"It's an absolute disaster."
The all-electric Volkswagen ID.3 is, perhaps, the most important new model the German automaker has launched in decades. Following everything that went wrong regarding Dieselgate, VW has been on a quest to remake its image as a leader for electric vehicles and all related technologies. The ID.3 hatchback is the first attempt at doing so. North America will soon receive the VW ID.4 electric crossover, which shares its platform and many other components with the ID.3. Chances are, it also shares a vast majority of its software. And therein lies the problem.
Last month, we reported that VW was experiencing serious software problems in the ID.3. Supposedly, this software was developed "too hastily" and now the vehicle's system can't properly communicate with itself. Unfortunately, not only is this problem still not resolved but it's also worse than everyone thought.
German-language publication sueddeutsche.de has confirmed with a VW spokesperson that "Things are not going great. It is no longer a laughing matter."
Furthermore, sources are claiming the ID.3 is not even close to being ready for the market, despite its planned summertime launch. Production has already gotten underway. The already assembled units will need to be fixed "by hand so that something is there." Why can't VW get these issues worked out and why are they happening so close to production?

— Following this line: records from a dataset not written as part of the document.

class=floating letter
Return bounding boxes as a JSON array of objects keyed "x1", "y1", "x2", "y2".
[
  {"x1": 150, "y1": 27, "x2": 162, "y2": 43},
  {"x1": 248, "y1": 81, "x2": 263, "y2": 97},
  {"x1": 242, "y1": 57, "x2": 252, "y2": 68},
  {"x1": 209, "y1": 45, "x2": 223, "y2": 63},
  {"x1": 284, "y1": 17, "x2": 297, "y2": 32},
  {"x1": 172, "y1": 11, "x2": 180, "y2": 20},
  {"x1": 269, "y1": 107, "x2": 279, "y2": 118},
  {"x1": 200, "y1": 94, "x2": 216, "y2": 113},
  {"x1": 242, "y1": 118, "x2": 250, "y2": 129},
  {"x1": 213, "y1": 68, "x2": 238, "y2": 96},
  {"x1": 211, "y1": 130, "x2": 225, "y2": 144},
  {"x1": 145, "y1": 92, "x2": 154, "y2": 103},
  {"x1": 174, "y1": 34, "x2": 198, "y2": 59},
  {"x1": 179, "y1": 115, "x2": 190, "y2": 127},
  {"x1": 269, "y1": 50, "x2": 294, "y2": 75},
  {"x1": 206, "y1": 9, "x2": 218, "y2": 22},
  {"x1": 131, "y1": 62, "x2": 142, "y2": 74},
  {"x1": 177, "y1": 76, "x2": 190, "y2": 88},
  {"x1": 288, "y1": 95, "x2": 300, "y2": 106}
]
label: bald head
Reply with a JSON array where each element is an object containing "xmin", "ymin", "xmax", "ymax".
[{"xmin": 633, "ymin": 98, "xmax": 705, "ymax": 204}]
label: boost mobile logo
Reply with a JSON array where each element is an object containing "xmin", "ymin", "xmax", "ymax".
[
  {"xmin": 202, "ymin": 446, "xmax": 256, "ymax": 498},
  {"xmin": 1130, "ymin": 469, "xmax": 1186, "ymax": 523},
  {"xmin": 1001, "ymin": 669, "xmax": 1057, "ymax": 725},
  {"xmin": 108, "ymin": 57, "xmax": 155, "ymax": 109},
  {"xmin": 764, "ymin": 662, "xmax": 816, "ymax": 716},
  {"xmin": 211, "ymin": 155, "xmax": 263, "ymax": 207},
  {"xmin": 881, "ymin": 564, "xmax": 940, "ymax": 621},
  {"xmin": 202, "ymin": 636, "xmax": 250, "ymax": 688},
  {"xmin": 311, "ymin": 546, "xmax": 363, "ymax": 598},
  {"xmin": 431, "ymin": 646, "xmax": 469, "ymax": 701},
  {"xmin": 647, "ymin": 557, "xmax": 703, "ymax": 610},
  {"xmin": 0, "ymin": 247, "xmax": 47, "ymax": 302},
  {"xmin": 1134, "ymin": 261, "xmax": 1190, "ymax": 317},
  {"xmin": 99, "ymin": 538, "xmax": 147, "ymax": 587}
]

The answer seems to be a lack of qualified personnel, specifically programmers and related software specialists. "It's an absolute disaster. We just can't get the people," another source said. In a case of industry irony, VW is now rumored to be seeking help from one of its biggest rivals, Daimler.
Daimler and BMW were reportedly already in talks about the possibility of co-developing vehicle software. VW executives supposedly recently had a meet with their Daimler counterparts to discuss the matter. Whether anything comes from this is anyone's guess at the moment. In any case, VW seems to have a problem on its hands that needs to be resolved quickly and correctly.
Perhaps VW should give Tesla a call instead. It knows a thing or two about software and over-the-air updates in all-electric vehicles.